Question

If Hund's rule is not followed and energy of orbitals is governed by "n" only and not $(n+l)$ rule then

• A. $K$ would have been $d-$ block element and paramagnetic
• B. $Cu$ would have been $s-$ block element
• C. $Cr$ would have been diamagnetic
• D. $F{e}^{3+}$ ion would have 5 unpaired electrons

Answer 1

Answer: (A), (B), (D)

The correct options are
A $K$ would have been $d-$ block element and paramagnetic
B $Cu$ would have been $s-$ block element
D $F{e}^{3+}$ ion would have 5 unpaired electrons

If Hund's rule isn't followed and energy of orbitals is governed by 'n' only and not ${}^{\prime }n+l^{\prime }$ rule, then the order of energy of orbitals are in order.
$1s2s2p3s3p3d4s4p4d4f\dots \dots \dots$
a) Electronic Configuration of $K$ is
${}_{19}K=1s^{2}2s^{2}2p^{6}3s^{2}3p^{6}3d^1$
So, $K$ would be a $d-$ block element and paramagnetic due to an unpaired electron in d - orbital.

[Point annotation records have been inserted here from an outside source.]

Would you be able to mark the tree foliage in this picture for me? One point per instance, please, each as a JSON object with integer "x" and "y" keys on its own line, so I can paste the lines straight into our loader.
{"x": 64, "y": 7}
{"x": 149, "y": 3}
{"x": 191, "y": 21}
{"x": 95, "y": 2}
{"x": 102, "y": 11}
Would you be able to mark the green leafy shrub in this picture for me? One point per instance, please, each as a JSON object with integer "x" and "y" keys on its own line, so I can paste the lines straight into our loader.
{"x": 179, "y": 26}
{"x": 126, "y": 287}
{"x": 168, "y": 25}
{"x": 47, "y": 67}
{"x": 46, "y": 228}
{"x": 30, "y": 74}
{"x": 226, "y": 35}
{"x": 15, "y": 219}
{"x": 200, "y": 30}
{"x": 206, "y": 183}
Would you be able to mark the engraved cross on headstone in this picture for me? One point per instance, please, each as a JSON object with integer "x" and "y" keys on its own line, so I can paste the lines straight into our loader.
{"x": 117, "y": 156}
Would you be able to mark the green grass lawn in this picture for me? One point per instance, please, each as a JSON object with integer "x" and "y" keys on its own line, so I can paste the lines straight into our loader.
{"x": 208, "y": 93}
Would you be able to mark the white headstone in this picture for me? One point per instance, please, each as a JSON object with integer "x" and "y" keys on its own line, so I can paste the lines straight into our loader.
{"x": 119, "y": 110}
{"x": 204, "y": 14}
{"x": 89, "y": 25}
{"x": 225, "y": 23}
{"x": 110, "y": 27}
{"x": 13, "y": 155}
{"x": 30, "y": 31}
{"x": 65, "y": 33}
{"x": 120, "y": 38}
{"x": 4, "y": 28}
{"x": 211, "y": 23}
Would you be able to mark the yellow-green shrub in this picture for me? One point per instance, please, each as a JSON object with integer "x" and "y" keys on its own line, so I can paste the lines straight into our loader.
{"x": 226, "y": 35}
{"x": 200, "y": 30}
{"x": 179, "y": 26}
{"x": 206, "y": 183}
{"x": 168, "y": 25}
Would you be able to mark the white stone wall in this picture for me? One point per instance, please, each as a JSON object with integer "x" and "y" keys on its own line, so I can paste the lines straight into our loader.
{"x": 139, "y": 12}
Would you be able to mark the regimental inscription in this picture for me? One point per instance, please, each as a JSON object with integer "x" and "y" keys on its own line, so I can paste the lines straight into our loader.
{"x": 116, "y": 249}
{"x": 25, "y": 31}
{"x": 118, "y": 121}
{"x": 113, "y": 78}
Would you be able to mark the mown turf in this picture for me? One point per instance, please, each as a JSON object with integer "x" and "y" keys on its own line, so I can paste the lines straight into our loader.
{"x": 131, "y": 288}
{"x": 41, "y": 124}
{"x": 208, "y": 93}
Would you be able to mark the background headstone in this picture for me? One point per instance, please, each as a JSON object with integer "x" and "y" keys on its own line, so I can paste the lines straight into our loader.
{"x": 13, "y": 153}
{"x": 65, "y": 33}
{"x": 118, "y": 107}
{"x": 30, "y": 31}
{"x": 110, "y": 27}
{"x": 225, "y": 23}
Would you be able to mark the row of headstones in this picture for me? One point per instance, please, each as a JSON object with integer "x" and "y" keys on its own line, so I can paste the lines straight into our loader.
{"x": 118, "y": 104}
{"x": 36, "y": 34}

b) ${}_{29}Cu=1s^{2}2s^{2}2p^{6}3s^{2}3p^{6}3d^{10}4s^1$
So, $Cu$ would have been $s-$ block element.

c) ${}_{24}Cr=1s^{2}2s^{2}2p^{6}3s^{2}3p^{6}3d^6$
(or)
As there are 4 unpaired electron, then $Cr$ would be paramagnetic.

d) In $F{e}^{3+}$, no. of electron = 23
Electronic configuration of $F{e}^{3+}$ is
$1s^{2}2s^{2}2p^{6}3s^{2}3p^{6}3d^5$

So, $F{e}^{3+}$ has 5 unpaired electrons.
$\therefore$ a, b, d are correct options.